Créer un showroom pour montrer sa collection n’est pas nouveau. Déjà le prince électeur de Bavière en a créé un il y a plus de 250 ans [1]. Après on a vu, en Allemagne, émerger des Kunsthallen à travers lesquels une bourgeoisie fortunée cherchait à exposer son art.

Parallèlement les fameux Kunstvereine ont été créé. Ils sont le vivier artistique des villes et régions allemandes. Le premier a été fondé en 1792 à Nuremberg par des citoyens issus d’une bourgeoisie en plein essor. Les Kunstvereine jouent depuis un rôle décisif dans la démocratisation de l’art en Allemagne. Certains ont eux-mêmes créé des musées dont ils assument encore aujourd’hui la conservation des collections. L’engagement privé pour l’art n’était pas uniquement simple philanthropisme. L’art a servi, de tous temps, d’écran : pour montrer pouvoirs, influences, idées. Il a aussi profité de ce jeu de mise en valeur qui donnait à l’art une place importante dans le système de valeurs symboliques qui portent une société. Jusqu’au XXe siècle avait lieu un échange entre producteurs et diffuseurs d’art qui a apporté à chacun. Ce système équilibré a changé avec l’arrivée d’une industrie culturelle accélérée. L’art devenait à la fois un bien comme les autres, soumis aux mêmes mécanismes de commerce.
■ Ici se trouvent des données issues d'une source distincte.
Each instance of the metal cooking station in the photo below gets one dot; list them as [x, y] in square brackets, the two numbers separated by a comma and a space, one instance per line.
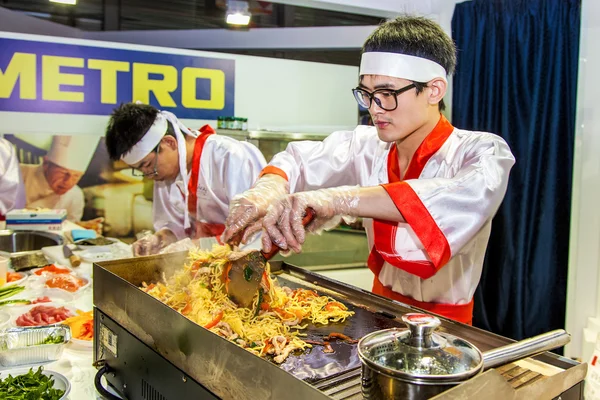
[153, 352]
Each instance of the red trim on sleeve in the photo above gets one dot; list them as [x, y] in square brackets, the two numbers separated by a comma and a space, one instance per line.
[419, 219]
[432, 143]
[270, 169]
[206, 131]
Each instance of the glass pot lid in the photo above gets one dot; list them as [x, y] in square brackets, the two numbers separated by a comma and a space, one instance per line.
[419, 353]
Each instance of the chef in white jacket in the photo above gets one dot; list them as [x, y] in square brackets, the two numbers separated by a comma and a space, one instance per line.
[196, 173]
[12, 190]
[53, 183]
[427, 191]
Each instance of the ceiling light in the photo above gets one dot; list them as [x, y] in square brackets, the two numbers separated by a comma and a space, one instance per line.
[237, 12]
[238, 19]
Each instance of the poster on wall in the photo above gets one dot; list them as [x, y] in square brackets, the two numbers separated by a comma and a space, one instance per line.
[75, 173]
[63, 78]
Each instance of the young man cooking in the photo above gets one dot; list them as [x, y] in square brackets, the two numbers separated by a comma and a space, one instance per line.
[427, 191]
[196, 173]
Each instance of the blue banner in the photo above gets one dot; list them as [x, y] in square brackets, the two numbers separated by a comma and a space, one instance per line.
[76, 79]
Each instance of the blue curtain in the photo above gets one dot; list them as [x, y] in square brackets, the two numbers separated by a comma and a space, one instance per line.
[517, 77]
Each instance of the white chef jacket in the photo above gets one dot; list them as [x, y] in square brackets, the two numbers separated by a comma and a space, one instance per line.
[12, 190]
[227, 167]
[451, 190]
[40, 194]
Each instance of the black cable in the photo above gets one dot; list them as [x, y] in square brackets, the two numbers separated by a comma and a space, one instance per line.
[98, 384]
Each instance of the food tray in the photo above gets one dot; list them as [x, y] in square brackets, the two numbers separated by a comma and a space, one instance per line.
[20, 346]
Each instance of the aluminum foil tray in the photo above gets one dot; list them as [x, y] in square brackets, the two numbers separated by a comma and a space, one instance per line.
[21, 346]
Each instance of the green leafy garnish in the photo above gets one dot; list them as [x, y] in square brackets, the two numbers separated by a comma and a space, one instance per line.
[30, 386]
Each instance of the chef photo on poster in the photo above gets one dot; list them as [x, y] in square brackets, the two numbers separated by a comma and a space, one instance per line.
[74, 172]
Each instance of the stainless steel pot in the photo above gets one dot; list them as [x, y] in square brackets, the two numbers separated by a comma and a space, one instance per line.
[418, 363]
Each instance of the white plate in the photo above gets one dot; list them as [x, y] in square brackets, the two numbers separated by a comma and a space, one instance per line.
[4, 320]
[16, 312]
[104, 246]
[33, 271]
[60, 381]
[55, 295]
[20, 281]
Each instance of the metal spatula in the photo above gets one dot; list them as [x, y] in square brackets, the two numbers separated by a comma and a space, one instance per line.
[247, 268]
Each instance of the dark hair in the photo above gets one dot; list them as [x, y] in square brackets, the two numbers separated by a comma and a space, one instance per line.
[415, 36]
[127, 125]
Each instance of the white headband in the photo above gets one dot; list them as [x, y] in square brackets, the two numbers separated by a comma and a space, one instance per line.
[416, 69]
[148, 142]
[153, 137]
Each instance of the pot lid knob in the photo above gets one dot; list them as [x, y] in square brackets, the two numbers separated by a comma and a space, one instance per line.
[421, 328]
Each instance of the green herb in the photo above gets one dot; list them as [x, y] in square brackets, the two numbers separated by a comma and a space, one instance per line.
[248, 274]
[15, 301]
[33, 385]
[9, 291]
[51, 339]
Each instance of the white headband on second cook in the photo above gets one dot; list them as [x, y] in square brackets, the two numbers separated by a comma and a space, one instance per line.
[148, 142]
[416, 69]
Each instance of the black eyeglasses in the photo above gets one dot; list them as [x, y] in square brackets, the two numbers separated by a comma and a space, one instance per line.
[386, 99]
[136, 172]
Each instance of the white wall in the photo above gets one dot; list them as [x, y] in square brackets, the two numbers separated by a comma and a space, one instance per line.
[583, 302]
[272, 93]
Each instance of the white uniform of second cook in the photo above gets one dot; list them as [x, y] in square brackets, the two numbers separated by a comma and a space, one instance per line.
[12, 190]
[196, 204]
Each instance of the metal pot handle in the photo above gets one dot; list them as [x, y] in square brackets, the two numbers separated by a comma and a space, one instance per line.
[525, 348]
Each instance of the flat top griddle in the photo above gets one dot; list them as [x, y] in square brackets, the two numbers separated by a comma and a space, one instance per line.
[232, 372]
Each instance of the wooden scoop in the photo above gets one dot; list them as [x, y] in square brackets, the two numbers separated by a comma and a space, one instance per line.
[247, 269]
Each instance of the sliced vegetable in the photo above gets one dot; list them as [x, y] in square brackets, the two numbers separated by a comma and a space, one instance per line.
[259, 303]
[13, 276]
[248, 274]
[332, 305]
[67, 282]
[82, 325]
[9, 291]
[32, 385]
[226, 279]
[51, 339]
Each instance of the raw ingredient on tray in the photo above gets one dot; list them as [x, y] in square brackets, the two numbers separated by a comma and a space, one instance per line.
[8, 291]
[13, 277]
[67, 282]
[44, 315]
[53, 269]
[82, 325]
[44, 299]
[14, 302]
[99, 241]
[51, 339]
[32, 385]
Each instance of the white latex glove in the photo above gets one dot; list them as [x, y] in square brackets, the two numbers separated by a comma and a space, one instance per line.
[152, 244]
[283, 222]
[247, 209]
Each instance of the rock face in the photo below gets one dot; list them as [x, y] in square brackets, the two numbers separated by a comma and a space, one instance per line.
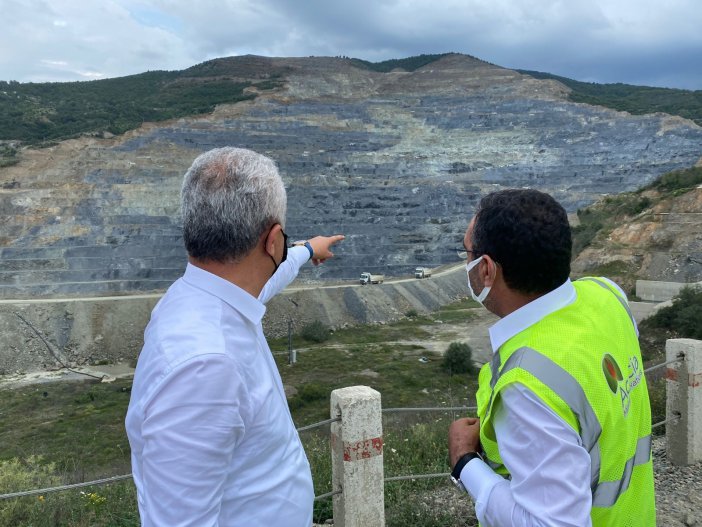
[44, 335]
[396, 161]
[662, 243]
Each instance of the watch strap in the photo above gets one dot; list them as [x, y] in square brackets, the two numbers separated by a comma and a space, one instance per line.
[462, 462]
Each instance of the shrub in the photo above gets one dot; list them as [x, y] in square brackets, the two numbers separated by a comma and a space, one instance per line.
[683, 316]
[458, 359]
[315, 332]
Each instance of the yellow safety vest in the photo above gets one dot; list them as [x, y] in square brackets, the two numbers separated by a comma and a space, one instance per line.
[584, 362]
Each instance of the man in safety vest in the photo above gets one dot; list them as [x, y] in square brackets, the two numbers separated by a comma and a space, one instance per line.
[563, 435]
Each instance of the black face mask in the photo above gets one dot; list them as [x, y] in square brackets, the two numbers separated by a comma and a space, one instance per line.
[285, 253]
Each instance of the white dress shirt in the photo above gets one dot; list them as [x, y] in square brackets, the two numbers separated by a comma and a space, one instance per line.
[212, 439]
[550, 468]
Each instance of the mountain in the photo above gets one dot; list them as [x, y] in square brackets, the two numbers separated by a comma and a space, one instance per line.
[395, 157]
[654, 233]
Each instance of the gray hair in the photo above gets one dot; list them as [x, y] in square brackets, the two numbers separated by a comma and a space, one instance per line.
[230, 196]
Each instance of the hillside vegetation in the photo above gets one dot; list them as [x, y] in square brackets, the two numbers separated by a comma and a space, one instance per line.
[598, 220]
[41, 113]
[637, 100]
[36, 113]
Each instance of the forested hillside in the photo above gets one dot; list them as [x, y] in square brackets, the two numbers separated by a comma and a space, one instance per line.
[637, 100]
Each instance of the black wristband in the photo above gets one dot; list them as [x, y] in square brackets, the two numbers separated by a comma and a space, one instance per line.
[462, 462]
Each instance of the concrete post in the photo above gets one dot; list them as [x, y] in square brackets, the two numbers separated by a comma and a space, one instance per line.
[357, 457]
[684, 399]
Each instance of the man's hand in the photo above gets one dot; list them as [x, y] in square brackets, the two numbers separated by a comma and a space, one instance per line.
[321, 247]
[464, 436]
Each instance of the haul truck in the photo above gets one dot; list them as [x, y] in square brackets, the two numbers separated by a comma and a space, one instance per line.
[367, 278]
[422, 272]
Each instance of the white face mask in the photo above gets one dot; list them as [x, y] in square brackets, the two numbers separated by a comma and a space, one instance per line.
[483, 294]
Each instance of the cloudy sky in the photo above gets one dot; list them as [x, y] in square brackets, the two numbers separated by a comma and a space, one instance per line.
[647, 42]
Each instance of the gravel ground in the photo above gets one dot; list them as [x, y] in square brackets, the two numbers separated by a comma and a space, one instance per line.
[678, 495]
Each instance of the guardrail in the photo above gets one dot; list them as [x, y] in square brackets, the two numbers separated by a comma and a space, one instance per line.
[357, 438]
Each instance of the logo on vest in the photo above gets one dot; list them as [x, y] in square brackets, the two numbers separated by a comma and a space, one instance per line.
[617, 382]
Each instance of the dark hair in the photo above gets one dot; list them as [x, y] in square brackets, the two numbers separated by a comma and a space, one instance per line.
[527, 233]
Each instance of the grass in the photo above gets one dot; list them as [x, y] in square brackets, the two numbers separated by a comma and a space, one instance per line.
[53, 434]
[66, 432]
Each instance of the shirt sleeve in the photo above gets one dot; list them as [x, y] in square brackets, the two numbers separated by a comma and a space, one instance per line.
[550, 469]
[286, 273]
[191, 429]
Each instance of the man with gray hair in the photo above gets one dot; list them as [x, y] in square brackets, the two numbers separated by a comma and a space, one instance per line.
[212, 439]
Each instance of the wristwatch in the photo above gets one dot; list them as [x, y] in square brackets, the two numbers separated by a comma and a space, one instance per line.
[304, 243]
[462, 462]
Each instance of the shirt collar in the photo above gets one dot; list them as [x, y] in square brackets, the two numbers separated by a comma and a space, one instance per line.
[530, 314]
[249, 306]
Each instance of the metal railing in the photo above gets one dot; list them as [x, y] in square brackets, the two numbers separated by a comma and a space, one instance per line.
[113, 479]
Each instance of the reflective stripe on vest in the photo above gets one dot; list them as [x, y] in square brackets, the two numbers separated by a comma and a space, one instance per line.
[607, 492]
[563, 384]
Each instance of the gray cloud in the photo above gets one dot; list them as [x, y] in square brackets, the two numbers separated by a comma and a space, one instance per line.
[634, 41]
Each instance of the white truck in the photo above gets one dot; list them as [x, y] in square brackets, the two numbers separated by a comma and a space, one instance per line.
[422, 272]
[367, 278]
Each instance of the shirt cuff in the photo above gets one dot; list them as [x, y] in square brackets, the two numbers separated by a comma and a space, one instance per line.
[479, 479]
[300, 254]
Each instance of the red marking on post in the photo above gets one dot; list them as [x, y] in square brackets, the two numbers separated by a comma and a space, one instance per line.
[357, 450]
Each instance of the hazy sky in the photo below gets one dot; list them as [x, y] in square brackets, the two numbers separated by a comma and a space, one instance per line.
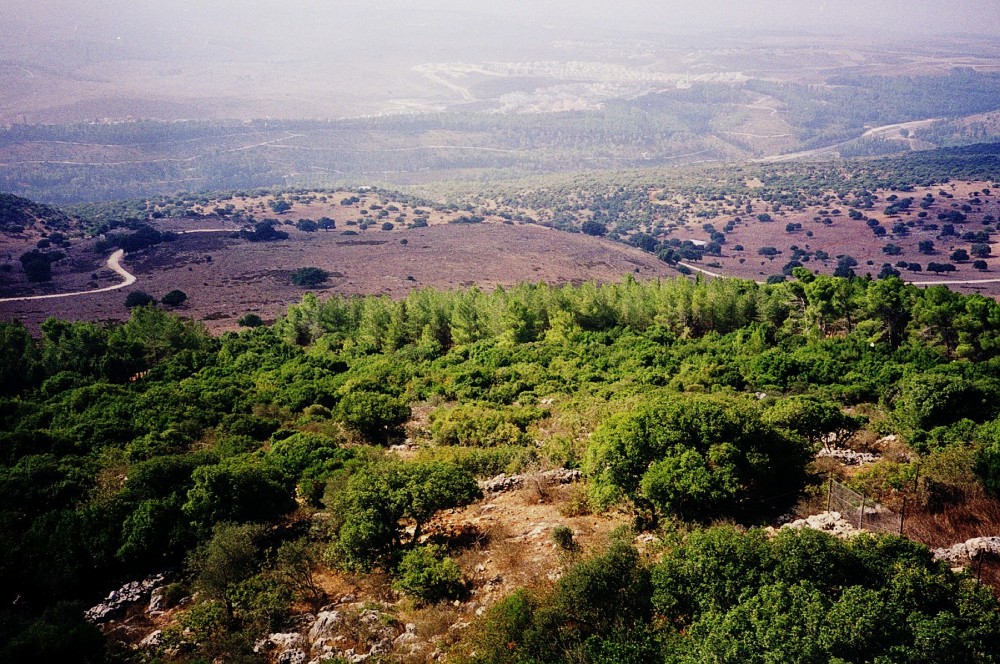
[25, 20]
[72, 59]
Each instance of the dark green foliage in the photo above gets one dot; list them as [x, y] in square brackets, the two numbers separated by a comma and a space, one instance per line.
[138, 299]
[264, 231]
[123, 446]
[376, 497]
[240, 489]
[309, 276]
[230, 557]
[174, 298]
[37, 265]
[250, 320]
[695, 457]
[426, 574]
[601, 604]
[726, 595]
[374, 416]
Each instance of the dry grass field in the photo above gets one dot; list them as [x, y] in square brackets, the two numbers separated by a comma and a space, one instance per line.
[226, 277]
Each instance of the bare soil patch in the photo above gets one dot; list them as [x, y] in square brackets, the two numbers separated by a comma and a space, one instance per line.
[225, 277]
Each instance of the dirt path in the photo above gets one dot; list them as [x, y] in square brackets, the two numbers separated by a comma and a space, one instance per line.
[114, 264]
[885, 131]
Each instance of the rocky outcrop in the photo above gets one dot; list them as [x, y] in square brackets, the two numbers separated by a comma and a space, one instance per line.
[848, 457]
[828, 522]
[503, 482]
[117, 601]
[969, 550]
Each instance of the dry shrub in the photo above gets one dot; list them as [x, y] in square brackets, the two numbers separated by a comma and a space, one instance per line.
[976, 516]
[435, 620]
[505, 551]
[538, 489]
[574, 501]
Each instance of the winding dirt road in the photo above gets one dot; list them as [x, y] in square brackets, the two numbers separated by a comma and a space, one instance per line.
[114, 263]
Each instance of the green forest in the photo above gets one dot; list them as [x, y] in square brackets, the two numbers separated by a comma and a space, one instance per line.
[709, 122]
[247, 463]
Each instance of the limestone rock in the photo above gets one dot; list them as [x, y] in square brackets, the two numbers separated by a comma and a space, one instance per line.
[115, 603]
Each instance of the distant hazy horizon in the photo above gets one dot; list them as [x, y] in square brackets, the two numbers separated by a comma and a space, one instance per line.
[107, 59]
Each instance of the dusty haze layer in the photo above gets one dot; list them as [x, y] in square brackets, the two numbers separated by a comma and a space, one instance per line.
[70, 62]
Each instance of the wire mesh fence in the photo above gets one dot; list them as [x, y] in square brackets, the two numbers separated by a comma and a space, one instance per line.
[862, 511]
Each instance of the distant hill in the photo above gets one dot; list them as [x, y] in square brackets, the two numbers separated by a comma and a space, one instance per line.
[20, 215]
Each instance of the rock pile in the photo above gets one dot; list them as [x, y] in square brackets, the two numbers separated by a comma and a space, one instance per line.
[828, 522]
[848, 457]
[503, 482]
[325, 636]
[969, 550]
[115, 603]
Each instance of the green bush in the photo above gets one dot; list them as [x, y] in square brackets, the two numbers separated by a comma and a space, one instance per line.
[426, 574]
[309, 276]
[174, 298]
[138, 299]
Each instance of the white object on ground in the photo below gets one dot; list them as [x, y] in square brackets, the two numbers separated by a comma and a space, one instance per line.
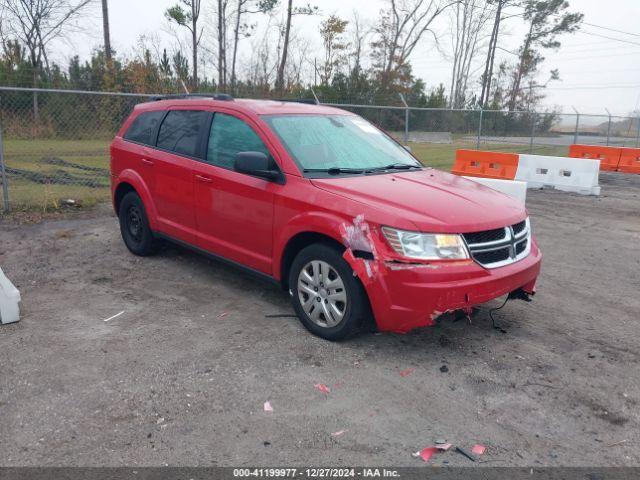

Parallèlement il était considéré comme objet fragile, qu’il faut protéger et préserver d’un marché qui réduit aussi l’art à de simples produits consommables.

Kulturindustrie

Avec la Kulturindustrie, l’industrialisation de la culture d’après Theodor W. Adorno, [2], l’engagement privé pour l’art a connu également une accélération avec des musées de collectionneurs comme le « Hamburger Bahnhof » à Berlin ou bien la création de centres d’art, d’espaces de collectionneurs ou de fondations en France. Dans les deux cas avec des objectifs très différents. La plupart des collectionneurs qui inaugurent aujourd’hui leurs propres espaces pour montrer leur collection (François Pinault à Venise, Bernard Arnault bientôt au parc d’acclimatation à Paris), cherchent à profiter de la plus-value symbolique qu’apporte l’activité de collectionner l’art de façon professionnelle et de grande ampleur. Mais il y a aussi de plus en plus d’autres démarches, qui s’orientent plutôt vers la production d’œuvres d’art.

Aide à la production

Prenons la Fondation Kadist, installée à Paris, XVIIIe arrondissement. Bien basée sur une collection très pointue d’art actuel, la fondation utilise son espace aussi pour des résidences et pour accueillir des projets curatoriaux. De façon différente fonctionne le prix SAM et sa résidence. Créé par la collectionneuse Sandra Mulliez, épouse d’Amaury Mulliez (groupe Auchan), son objectif est, outre le fait qu’il apporte la possibilité à de jeunes artistes d’intervenir dans la scène artistique au très haut niveau, de renforcer des activités artistiques des pays émergents, comme le Brésil.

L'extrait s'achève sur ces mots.